Firefighters gathered at the North Irwin fire hall along Broadway Avenue Monday. North Huntingdon Township and North Irwin police led a funeral procession along the avenue under an American flag hoisted by ladder trucks from Paintertown Volunteer Fire Co. and Fairmont-Hawntown Volunteer Fire Department to Norwin Christian Church, with Gumbert’s casket in a North Irwin fire truck followed by family members, friends and other firefighters.

“Jim considered anybody that he met a friend,” the Rev. Terry Erwin said at the memorial service.

Gumbert was a member of the congregation and joined the volunteer fire department two years ago. He was known as a “silent giant.” He spent much of his time training the department’s younger members and served as the community’s junior firefighting organization’s treasurer.

Stevens said Gumbert collapsed at the station, where some firefighters began to administer CPR while others responded to the fire at 49 Webster St.

“He was an integral part of our company,” fire Chief Thomas Harrison said. “He was always there, always doing his job, always there to help and you never heard much from him. He knew what needed to be done. If you gave him a task, he always finished it, and he always did it to the best of his ability.

“Now we’re remembering what he did for us. We’re remembering the good that we had. I’m sure it’s going to be a sorrowful day today, but it will be replaced by the good memories and the times that we laughed and the times that we joked. We’re going to feed off of that from now on.”

A sign outside the fire hall reads, “Our friend and brother. We will miss you Jim.”

“Jim was very, very active in the community,” North Irwin borough secretary/treasurer Adele Nehas said. “He was always involved in everything. I knew him personally and I’m here to support not only our firefighters but the family as well.”

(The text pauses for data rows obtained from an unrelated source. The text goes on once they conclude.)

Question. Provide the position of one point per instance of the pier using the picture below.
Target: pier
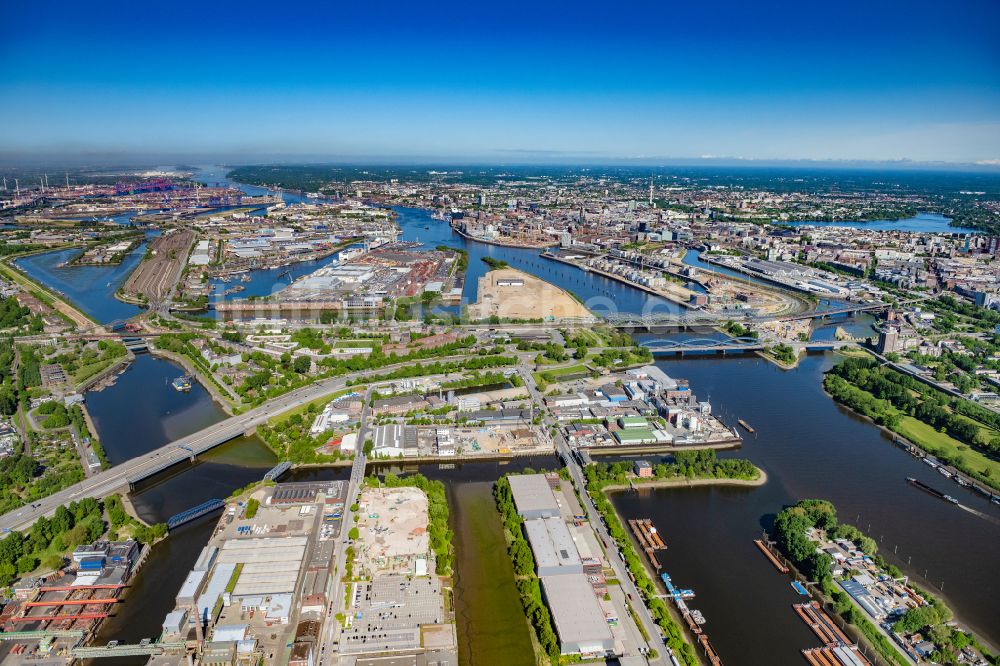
(821, 624)
(648, 538)
(769, 554)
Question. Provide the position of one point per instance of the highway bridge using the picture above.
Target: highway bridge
(703, 318)
(121, 477)
(703, 345)
(728, 345)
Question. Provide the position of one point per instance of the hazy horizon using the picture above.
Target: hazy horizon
(519, 82)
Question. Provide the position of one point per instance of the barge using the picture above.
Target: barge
(932, 491)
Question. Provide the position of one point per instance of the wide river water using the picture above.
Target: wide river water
(809, 446)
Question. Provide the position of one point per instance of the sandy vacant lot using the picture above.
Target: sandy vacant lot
(517, 295)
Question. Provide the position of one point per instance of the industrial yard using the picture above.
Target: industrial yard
(155, 277)
(512, 294)
(394, 563)
(260, 588)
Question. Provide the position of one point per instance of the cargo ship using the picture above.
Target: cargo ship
(932, 491)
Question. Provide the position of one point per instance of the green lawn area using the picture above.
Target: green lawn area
(939, 443)
(590, 337)
(547, 376)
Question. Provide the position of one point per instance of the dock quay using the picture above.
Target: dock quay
(821, 624)
(649, 539)
(692, 618)
(766, 549)
(835, 656)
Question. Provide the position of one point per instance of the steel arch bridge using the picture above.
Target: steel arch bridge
(669, 345)
(669, 319)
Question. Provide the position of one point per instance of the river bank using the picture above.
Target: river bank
(640, 484)
(50, 297)
(670, 296)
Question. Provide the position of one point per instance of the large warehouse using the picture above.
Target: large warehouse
(532, 496)
(578, 617)
(270, 565)
(553, 546)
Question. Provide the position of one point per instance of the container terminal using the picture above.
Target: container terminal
(55, 615)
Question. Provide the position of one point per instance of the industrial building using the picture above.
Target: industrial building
(577, 615)
(553, 546)
(533, 496)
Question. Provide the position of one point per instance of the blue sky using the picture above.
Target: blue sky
(506, 81)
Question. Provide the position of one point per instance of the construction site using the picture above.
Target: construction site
(397, 602)
(512, 294)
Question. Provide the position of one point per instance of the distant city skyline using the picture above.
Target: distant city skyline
(511, 83)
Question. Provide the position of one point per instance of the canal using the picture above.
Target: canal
(810, 448)
(154, 414)
(490, 620)
(90, 288)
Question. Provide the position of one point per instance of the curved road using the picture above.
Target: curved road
(118, 477)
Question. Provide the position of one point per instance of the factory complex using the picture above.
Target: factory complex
(590, 616)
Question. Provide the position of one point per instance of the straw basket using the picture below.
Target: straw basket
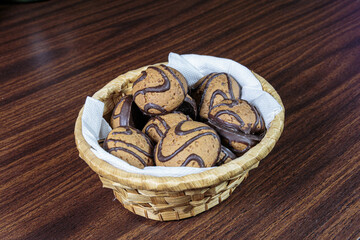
(173, 198)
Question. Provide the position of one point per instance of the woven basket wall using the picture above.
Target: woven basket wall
(173, 198)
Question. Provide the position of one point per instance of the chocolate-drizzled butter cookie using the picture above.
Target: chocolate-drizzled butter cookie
(131, 145)
(212, 89)
(225, 156)
(159, 90)
(237, 142)
(126, 113)
(238, 115)
(188, 107)
(159, 125)
(189, 143)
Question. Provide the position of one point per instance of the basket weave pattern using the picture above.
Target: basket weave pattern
(173, 198)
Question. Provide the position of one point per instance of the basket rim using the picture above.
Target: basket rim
(193, 181)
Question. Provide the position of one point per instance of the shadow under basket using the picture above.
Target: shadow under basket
(173, 198)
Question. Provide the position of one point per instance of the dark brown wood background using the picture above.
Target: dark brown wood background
(55, 53)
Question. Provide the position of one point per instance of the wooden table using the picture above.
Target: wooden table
(55, 53)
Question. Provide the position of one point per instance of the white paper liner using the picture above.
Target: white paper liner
(193, 67)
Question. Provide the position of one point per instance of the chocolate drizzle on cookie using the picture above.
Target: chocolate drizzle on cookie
(165, 86)
(178, 131)
(130, 147)
(257, 126)
(156, 127)
(225, 155)
(230, 138)
(124, 112)
(225, 94)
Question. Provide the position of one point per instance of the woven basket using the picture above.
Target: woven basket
(173, 198)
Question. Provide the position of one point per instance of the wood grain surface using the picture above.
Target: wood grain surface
(55, 53)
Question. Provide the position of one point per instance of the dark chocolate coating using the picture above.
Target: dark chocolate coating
(202, 91)
(129, 114)
(119, 141)
(227, 107)
(188, 107)
(193, 156)
(164, 72)
(165, 122)
(229, 137)
(227, 156)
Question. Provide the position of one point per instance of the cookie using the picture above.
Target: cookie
(188, 107)
(238, 115)
(212, 89)
(159, 125)
(225, 156)
(190, 144)
(126, 113)
(131, 145)
(237, 142)
(159, 90)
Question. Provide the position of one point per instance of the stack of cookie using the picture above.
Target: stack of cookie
(204, 126)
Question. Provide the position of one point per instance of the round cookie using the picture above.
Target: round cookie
(157, 126)
(188, 107)
(190, 144)
(238, 115)
(159, 90)
(237, 142)
(212, 89)
(126, 113)
(225, 156)
(130, 145)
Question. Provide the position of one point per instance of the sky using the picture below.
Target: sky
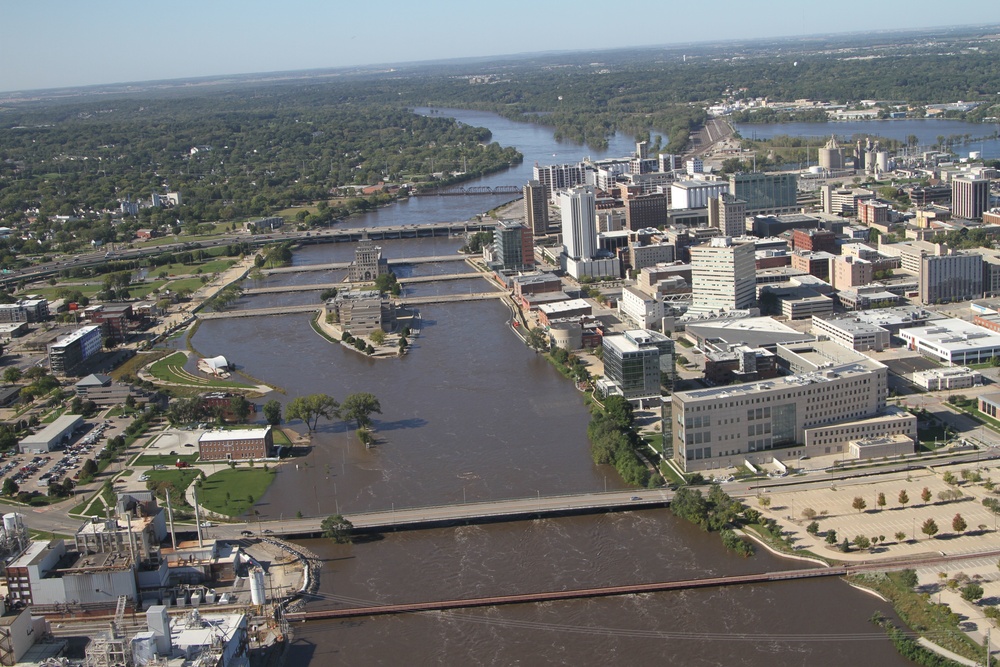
(58, 43)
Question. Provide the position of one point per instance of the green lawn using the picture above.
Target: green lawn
(179, 480)
(163, 459)
(171, 369)
(232, 492)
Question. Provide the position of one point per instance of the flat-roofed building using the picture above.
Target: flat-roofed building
(727, 426)
(67, 354)
(236, 445)
(953, 377)
(953, 341)
(635, 364)
(851, 332)
(643, 310)
(563, 309)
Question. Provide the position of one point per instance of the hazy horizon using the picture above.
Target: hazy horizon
(66, 44)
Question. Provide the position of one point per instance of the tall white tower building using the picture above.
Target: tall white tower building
(723, 276)
(578, 207)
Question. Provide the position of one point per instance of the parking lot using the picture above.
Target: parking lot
(35, 472)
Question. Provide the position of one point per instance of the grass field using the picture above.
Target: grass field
(233, 492)
(171, 369)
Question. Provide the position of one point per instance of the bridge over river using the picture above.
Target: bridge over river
(315, 308)
(492, 511)
(397, 261)
(634, 589)
(277, 289)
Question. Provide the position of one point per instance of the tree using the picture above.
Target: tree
(337, 528)
(537, 339)
(311, 408)
(619, 411)
(360, 407)
(239, 406)
(272, 412)
(972, 592)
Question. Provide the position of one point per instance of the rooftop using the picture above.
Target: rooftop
(245, 433)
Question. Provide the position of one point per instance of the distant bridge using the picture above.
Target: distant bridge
(473, 190)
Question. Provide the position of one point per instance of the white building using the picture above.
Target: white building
(695, 194)
(953, 341)
(723, 276)
(955, 377)
(812, 412)
(641, 309)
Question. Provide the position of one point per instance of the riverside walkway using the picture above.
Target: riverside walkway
(397, 261)
(492, 511)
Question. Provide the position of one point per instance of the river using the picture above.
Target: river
(472, 414)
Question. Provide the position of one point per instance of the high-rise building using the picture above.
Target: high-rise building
(637, 363)
(67, 354)
(513, 247)
(368, 261)
(970, 197)
(558, 177)
(728, 214)
(766, 193)
(723, 276)
(578, 207)
(950, 276)
(642, 211)
(536, 208)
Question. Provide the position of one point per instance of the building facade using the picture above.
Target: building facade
(723, 276)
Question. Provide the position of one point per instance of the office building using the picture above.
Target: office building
(766, 193)
(558, 177)
(643, 210)
(723, 276)
(581, 256)
(68, 354)
(695, 194)
(536, 208)
(833, 396)
(948, 275)
(640, 308)
(636, 364)
(728, 214)
(970, 197)
(954, 342)
(368, 261)
(513, 247)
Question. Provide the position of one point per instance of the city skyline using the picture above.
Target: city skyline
(58, 43)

“He was a great friend,” said Kim Macalus, North Irwin council president. “He was very loyal to this community. He will be sorely missed by a lot of people, especially the fire department. It’s overwhelming. The ladder trucks (are) awesome and I think that if he were looking down on us he would be very grateful.”

Gumbert was a Vietnam veteran, having served in the Navy aboard the USS Battleship Dyess. He was a recipient of the Purple Heart for wounds sustained in action. Gumbert also was a member of American Legion Post 359 of Irwin and VFW Post 781 of Irwin.

American Legion Post 981 Honor Guard delivered a 21-gun salute and draped an American flag over Gumbert’s casket outside the church.

Gumbert’s sister-in-law Judy Bergamasco, former Pittsburgh and Allegheny County dispatcher, spoke about the times she heard “firefighter down” on other calls, and the impact Gumbert had on his community.

“Jim was there for you all,” Bergamasco said. “So many times you hear people say, ‘I know how you’re feeling.’ I can emotionally, honestly say I know how you’re feeling.”

A siren wailed shortly before 11 a.m. Emergency dispatchers gave Gumbert’s final call Monday around 10:54 a.m.